Closure of China labour camps brings little solace to former prisoners in Chongqing

For Ren Jianyu and others like him, the abolition of the notorious system of re-education through labour, or laojiao, is no cause for celebration.
As the country welcomed the end of the half-century-old system announced by leaders as the Communist Party’s third plenum wrapped in Beijing last week, there was little joy for many victims still rebuilding their lives.
“The municipal government still thinks people like me are the major targets of ‘stability maintenance’,” said Ren, a labour camp victim from Chongqing who is now an online retailer, referring to the state internal security system to counter dissent and civil unrest.

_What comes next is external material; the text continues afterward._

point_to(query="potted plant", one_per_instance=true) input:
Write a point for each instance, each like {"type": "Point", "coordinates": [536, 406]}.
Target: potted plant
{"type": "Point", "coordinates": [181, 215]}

“Most of our lives have been ripped apart by our time in the camps,” Ren said.
To their friends, 26-year-old Ren and his girlfriend were high school sweethearts who developed committed relationship. Both graduated from university and had stable jobs – Ren as a village official and his girlfriend a school teacher. So when their lives exploded on August 18, 2011, no one could quite believe it.
On that summer day, Ren was sent without trial to a Chongqing labour camp for posting “subversive” microblog comments including on about “dedicating” himself to “the realisation of democracy”. Police found him guilty based on the evidence of a T-shirt found in his closet with a slogan coined by the 18th century American “founding father” Patrick Henry: “Give me liberty or give me death.”